時折それを忘れてしまうことがある。彼女は俺にとって、意地っ張りで恥ずかしがり屋で、時々とんでもなく素直になる、可愛い婚約者でしかない。


けれどやはり、彼女は伯爵令嬢だと思い知らされるのは、俺がこの場に相応しくないからだろう。


パーティーに招かれたのは数週間前のこと。アリスお嬢様のご友人であるマリアお嬢様の誕生日パーティーがあると聞かされ、婚約者である俺も一緒に出席して欲しいとのことだった。


いつもは伯爵様やお嬢様の護衛として参加をし、ドアの外で待機するのが通例だった。


パーティーがどのようなものなのか興味もなかったし、こんな豪勢なパーティーを頻繁に開催するなんて貴族は暇だな、なんて考えていたくらいだ。
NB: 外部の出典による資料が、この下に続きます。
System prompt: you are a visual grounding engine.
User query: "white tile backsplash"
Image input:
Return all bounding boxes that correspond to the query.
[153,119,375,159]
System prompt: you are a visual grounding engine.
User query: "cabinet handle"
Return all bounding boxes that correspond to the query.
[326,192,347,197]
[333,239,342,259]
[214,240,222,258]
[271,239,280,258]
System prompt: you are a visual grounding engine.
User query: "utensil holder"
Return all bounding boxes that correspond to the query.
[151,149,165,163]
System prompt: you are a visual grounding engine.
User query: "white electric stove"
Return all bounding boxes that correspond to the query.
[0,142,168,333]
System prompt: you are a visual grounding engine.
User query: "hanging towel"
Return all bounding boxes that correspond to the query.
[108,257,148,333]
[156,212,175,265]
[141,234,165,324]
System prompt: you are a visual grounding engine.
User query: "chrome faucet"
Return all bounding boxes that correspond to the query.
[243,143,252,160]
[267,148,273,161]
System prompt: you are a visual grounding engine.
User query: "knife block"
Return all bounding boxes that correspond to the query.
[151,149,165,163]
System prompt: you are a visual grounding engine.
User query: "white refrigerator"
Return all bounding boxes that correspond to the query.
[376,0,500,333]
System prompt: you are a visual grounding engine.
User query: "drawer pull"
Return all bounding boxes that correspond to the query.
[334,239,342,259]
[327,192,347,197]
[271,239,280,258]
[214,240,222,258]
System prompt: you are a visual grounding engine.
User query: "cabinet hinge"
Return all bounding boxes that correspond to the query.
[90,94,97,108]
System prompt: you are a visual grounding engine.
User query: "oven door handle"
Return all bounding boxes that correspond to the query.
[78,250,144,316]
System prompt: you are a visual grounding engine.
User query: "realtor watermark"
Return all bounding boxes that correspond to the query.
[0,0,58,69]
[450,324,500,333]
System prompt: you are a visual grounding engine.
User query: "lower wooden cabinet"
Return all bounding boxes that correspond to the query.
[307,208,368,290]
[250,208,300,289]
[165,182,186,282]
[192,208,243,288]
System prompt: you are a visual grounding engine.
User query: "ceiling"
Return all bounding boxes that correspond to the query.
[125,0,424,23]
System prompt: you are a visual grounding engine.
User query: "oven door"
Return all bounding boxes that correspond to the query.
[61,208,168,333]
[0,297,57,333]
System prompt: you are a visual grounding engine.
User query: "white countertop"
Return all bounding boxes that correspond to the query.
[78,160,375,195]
「いいじゃないか、行ってきなさい。マートス、お前も私の後継者となるんだ、いい勉強になるだろう」


そう言って伯爵様は嬉しそうに俺たちを見送ってくれた。


着慣れない服装をし、いつも無造作に下ろしていた髪は綺麗に整えられ、なんだか居心地が悪い。


今日護衛につく騎士達からは散々冷やかされた。


「マートス、行くわ...よ...」


準備を終えたお嬢様が俺の元へやってきたと思ったら、俺を見て固まった。


なんだ?


「どうされました、お嬢様?」


「....っ、なんでもないわ!行くわよ!!」


急に顔を真っ赤にしたかと思うと、そそくさと馬車へと足速に向かっていく。


急にどうしたんだ?


不思議に思いながらも、俺はお嬢様の後についていった。



会場に着くと、すでに多くの人で溢れていた。みな眩しいくらい立派なアクセサリーを身につけ、ギラギラと輝く宝石を散りばめた派手なドレスを着ている御令嬢もいた。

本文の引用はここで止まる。